Une durée de vie prévue de sept ans et demi

Ce nouveau satellite fabriqué par Thales Alenia Space, dans le cadre du programme environnemental Copernicus de l’Union européenne, emporte un instrument radar avancé « qui fournira, de jour comme de nuit et par tous les temps, des images de la surface de la Terre », explique Arianespace. Il livrera « des données essentielles pour suivre l’évolution de la glace de mer, des icebergs et des glaciers, détecter les affaissements de terrain et les déversements d’hydrocarbure, et bien d’autres applications ».


La durée de vie prévue de Sentinel-1D est de sept ans et demi. Il doit rejoindre Sentinel-1C, lancé en décembre 2024, et remplacer Sentinel-1A, lancé en 2014 et qui approche de sa fin de vie opérationnelle. Le duo a pour mission de maintenir le cycle de revisite de six jours de la mission de Sentinel-1. « Ces satellites fonctionnent par deux, ils sont très similaires, presque identiques », a expliqué Pier Bargellini, responsable du programme Copernicus à l’Agence spatiale européenne, à l’issue d’une conférence de presse.

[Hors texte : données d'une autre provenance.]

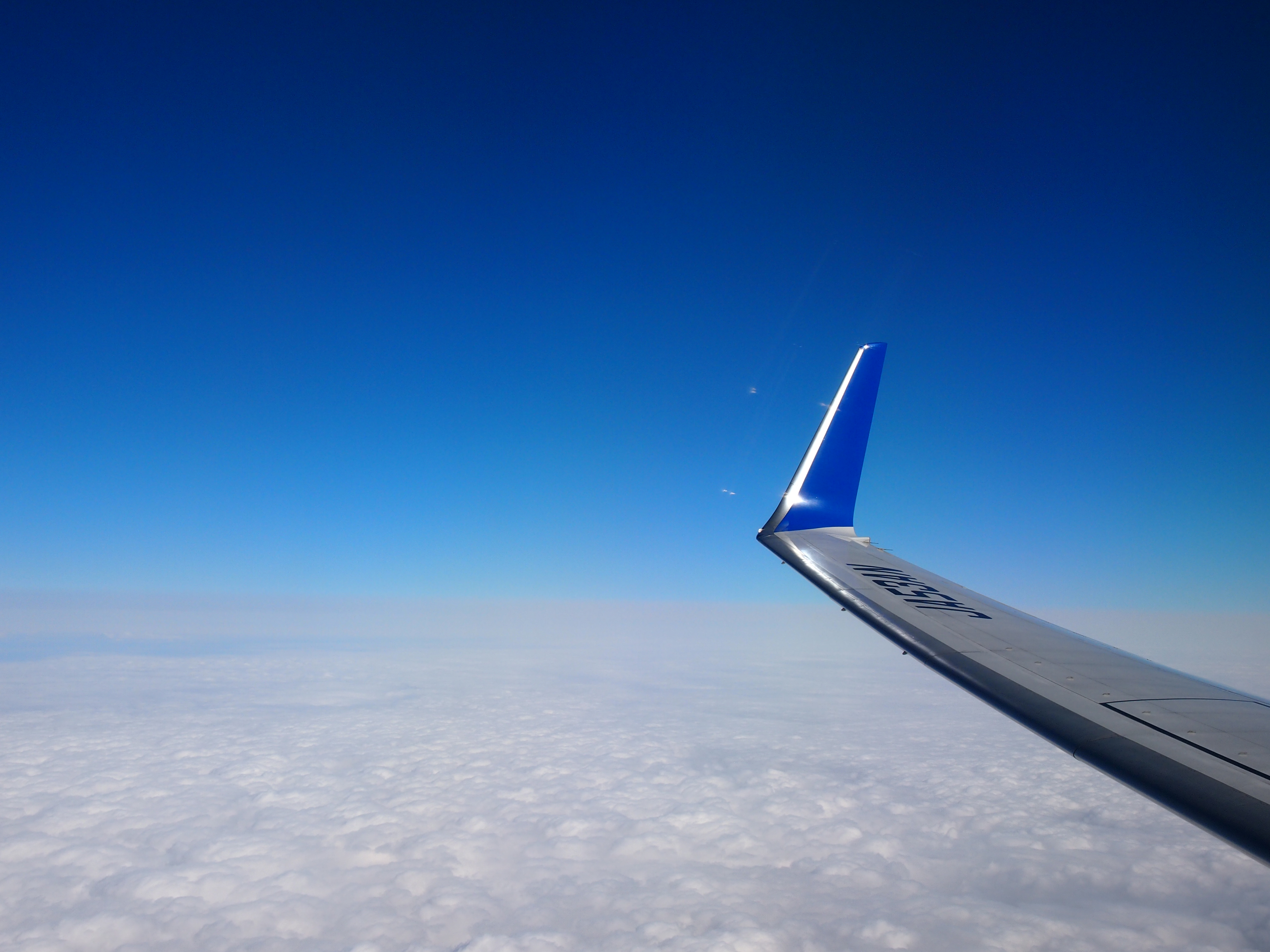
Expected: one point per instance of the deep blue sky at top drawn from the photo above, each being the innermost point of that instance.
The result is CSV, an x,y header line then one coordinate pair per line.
x,y
470,299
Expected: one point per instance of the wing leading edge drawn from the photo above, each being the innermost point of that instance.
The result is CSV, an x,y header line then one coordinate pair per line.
x,y
1197,748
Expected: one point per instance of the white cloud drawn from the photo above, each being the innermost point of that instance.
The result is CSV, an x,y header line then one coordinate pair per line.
x,y
780,795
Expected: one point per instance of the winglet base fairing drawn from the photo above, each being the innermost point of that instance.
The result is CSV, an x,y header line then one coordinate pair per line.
x,y
1197,748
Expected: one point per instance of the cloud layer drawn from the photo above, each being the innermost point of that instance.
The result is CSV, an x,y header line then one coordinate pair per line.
x,y
559,800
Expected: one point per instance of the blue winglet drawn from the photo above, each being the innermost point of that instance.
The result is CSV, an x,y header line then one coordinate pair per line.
x,y
823,490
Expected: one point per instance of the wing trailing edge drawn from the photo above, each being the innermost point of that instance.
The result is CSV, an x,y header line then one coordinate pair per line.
x,y
1197,748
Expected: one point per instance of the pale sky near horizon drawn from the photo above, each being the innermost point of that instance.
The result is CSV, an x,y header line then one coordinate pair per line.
x,y
482,300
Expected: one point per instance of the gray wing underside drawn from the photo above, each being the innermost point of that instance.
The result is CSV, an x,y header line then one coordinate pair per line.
x,y
1199,749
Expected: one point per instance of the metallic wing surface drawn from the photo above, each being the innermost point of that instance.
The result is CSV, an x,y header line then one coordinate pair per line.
x,y
1197,748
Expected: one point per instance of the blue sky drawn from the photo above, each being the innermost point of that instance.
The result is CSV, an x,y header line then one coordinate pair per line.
x,y
482,300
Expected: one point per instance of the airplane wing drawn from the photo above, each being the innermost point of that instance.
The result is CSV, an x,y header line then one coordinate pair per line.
x,y
1197,748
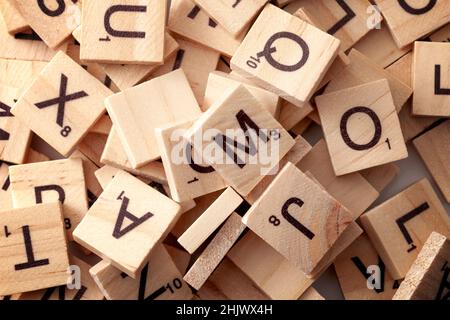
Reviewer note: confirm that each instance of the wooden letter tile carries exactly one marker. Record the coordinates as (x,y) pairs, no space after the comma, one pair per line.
(216,250)
(431,81)
(106,229)
(352,190)
(434,148)
(33,249)
(233,15)
(59,180)
(187,180)
(243,166)
(276,277)
(303,55)
(351,269)
(137,111)
(210,220)
(62,103)
(14,136)
(409,20)
(159,280)
(294,215)
(189,21)
(118,31)
(429,276)
(361,127)
(399,227)
(53,23)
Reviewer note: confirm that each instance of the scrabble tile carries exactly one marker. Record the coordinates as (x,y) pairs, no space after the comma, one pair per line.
(216,250)
(88,289)
(311,294)
(158,280)
(353,191)
(92,146)
(160,97)
(19,73)
(189,217)
(380,177)
(434,148)
(219,82)
(128,75)
(53,24)
(93,187)
(11,16)
(189,21)
(102,126)
(413,126)
(346,20)
(14,136)
(431,85)
(362,70)
(361,127)
(399,227)
(238,109)
(233,15)
(126,198)
(187,179)
(428,278)
(298,152)
(227,282)
(268,269)
(137,39)
(35,156)
(352,272)
(380,47)
(313,49)
(409,22)
(210,220)
(59,180)
(5,190)
(402,69)
(95,69)
(23,46)
(62,103)
(197,61)
(114,155)
(290,115)
(33,249)
(302,240)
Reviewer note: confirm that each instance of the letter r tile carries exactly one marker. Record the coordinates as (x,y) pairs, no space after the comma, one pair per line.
(126,222)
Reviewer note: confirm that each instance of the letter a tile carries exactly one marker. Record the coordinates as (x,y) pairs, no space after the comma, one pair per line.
(361,127)
(298,218)
(286,55)
(59,180)
(126,222)
(33,249)
(62,103)
(118,31)
(240,139)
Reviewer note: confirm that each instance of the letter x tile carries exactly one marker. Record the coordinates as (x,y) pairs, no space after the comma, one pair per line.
(62,103)
(126,222)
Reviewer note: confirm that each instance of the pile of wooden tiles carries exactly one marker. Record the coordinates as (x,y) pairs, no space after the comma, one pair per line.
(99,200)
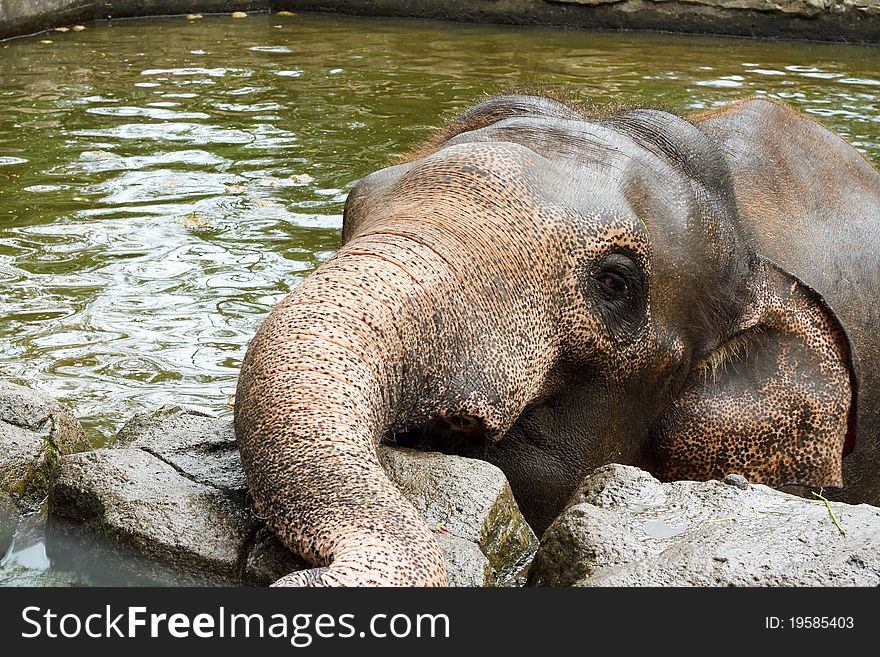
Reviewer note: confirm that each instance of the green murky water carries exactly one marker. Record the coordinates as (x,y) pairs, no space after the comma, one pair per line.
(164,183)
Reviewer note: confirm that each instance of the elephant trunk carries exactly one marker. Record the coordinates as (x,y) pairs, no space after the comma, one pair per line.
(321,384)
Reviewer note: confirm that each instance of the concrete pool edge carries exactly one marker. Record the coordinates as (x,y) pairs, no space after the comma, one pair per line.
(843,21)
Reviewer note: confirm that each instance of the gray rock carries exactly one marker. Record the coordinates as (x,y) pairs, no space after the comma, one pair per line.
(200,447)
(8,522)
(624,528)
(34,431)
(126,515)
(468,499)
(169,508)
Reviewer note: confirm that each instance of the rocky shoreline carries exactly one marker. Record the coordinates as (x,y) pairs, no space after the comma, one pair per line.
(850,21)
(168,505)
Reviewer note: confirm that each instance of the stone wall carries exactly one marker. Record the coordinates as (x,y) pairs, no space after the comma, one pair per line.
(854,21)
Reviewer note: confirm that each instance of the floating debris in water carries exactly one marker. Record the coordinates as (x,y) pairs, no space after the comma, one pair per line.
(194,220)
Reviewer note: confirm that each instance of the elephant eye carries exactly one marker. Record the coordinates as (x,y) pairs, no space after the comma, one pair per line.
(613,284)
(619,286)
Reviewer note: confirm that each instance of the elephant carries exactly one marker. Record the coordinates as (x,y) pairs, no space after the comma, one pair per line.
(551,289)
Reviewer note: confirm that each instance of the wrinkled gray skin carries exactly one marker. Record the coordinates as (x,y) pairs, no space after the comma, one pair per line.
(552,291)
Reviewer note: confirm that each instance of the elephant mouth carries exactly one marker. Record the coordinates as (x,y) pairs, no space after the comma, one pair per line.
(459,435)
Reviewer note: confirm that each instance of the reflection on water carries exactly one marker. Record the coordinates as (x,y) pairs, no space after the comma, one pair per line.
(164,183)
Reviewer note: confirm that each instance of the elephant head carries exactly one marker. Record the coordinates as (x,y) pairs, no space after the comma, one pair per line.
(549,291)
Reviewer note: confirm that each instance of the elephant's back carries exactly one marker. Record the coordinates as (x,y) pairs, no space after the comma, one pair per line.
(810,202)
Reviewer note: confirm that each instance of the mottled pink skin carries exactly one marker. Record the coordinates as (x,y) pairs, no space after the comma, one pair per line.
(550,292)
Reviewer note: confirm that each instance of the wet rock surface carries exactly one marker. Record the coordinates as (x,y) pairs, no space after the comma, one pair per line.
(168,506)
(35,430)
(625,528)
(826,20)
(8,522)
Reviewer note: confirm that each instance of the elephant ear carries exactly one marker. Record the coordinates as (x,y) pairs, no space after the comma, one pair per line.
(775,403)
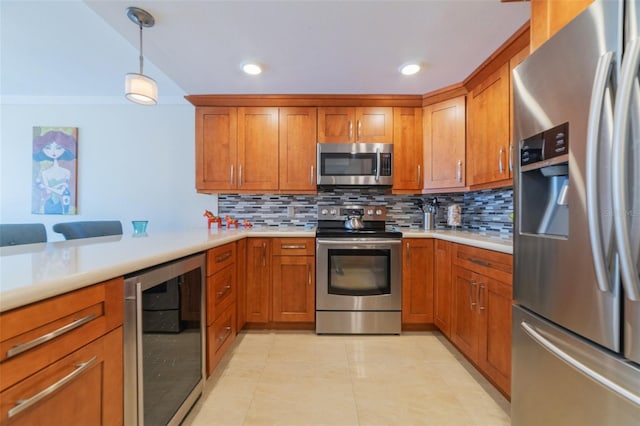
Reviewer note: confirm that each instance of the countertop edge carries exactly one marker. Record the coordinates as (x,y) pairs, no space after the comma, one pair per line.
(27,294)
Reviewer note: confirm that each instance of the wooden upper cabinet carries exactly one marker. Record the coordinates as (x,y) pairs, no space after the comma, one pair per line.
(361,124)
(549,16)
(257,148)
(407,150)
(216,148)
(297,149)
(513,145)
(445,144)
(488,125)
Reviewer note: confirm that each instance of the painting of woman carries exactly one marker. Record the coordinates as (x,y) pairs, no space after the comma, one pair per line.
(54,170)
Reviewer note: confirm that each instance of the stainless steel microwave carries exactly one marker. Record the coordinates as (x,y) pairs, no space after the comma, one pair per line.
(355,164)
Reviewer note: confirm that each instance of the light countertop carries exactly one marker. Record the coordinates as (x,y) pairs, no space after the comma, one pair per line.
(490,241)
(34,272)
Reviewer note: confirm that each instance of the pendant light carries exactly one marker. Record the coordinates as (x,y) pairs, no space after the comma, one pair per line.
(138,87)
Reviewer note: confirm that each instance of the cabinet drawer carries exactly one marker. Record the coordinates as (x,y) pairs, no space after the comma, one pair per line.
(220,335)
(39,334)
(84,387)
(488,262)
(293,246)
(220,257)
(221,289)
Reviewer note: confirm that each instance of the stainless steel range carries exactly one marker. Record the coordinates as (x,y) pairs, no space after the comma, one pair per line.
(358,272)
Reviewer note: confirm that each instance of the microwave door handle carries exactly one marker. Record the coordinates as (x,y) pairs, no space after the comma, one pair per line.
(377,164)
(628,82)
(603,73)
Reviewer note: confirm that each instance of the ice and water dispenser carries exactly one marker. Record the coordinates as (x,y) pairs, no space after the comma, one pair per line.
(544,183)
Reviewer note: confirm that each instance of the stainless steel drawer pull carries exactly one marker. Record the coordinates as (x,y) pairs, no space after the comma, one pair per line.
(224,256)
(22,347)
(472,284)
(227,332)
(293,246)
(478,261)
(225,291)
(23,404)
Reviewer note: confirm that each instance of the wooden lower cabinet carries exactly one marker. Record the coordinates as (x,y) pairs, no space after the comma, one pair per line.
(481,311)
(220,302)
(280,280)
(442,286)
(417,281)
(293,289)
(82,366)
(241,273)
(258,280)
(220,335)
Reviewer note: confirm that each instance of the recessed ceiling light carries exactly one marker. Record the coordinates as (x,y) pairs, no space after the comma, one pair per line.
(252,68)
(410,68)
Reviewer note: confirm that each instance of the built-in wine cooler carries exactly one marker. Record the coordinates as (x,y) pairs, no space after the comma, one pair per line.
(164,342)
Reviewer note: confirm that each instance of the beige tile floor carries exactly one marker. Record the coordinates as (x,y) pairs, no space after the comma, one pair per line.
(300,379)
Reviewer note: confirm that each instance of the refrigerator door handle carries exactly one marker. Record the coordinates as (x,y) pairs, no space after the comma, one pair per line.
(603,73)
(580,367)
(628,81)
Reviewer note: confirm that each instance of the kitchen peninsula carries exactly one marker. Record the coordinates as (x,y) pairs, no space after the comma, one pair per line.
(31,273)
(61,305)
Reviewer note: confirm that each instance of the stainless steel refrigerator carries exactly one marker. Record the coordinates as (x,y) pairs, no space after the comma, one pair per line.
(576,314)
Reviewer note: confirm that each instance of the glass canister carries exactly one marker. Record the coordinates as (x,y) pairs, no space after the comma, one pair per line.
(454,215)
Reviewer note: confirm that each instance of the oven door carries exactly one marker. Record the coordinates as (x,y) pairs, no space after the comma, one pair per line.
(358,274)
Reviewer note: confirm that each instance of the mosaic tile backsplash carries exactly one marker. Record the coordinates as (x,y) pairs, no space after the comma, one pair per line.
(485,211)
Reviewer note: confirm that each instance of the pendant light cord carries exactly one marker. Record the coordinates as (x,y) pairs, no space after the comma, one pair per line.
(141,57)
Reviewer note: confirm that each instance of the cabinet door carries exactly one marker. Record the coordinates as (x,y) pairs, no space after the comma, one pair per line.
(257,148)
(297,149)
(464,321)
(241,273)
(336,125)
(445,144)
(442,287)
(216,148)
(494,351)
(374,124)
(407,149)
(293,288)
(417,281)
(221,291)
(83,388)
(489,129)
(258,280)
(513,62)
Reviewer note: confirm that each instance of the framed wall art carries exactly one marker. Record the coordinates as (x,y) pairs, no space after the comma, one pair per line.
(54,170)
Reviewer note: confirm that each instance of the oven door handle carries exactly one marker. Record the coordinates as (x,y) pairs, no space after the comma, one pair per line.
(360,241)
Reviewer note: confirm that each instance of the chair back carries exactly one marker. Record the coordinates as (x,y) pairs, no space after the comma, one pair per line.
(12,234)
(88,229)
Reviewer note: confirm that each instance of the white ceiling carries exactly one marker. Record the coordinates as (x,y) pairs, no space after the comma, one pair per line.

L’Europe retrouve son autonomie d’accès à l’espace

Le président exécutif d’Arianespace, David Cavaillolès, a salué la précision du tir. « Ça permet au client d’utiliser son satellite plus longtemps, car il n’a pas besoin d’utiliser son carburant pour se mettre sur la bonne orbite », a-t-il expliqué après le décollage. Pour cette troisième mission commerciale, le lanceur Ariane 6 était en configuration Ariane 62, avec 2 boosters, et une coiffe courte.

Notre dossier sur la fusée Ariane

Avec ces lancements d’Ariane 6, l’Europe retrouve son autonomie d’accès à l’espace, crucial dans un contexte de rapprochement entre les États-Unis et la Russie.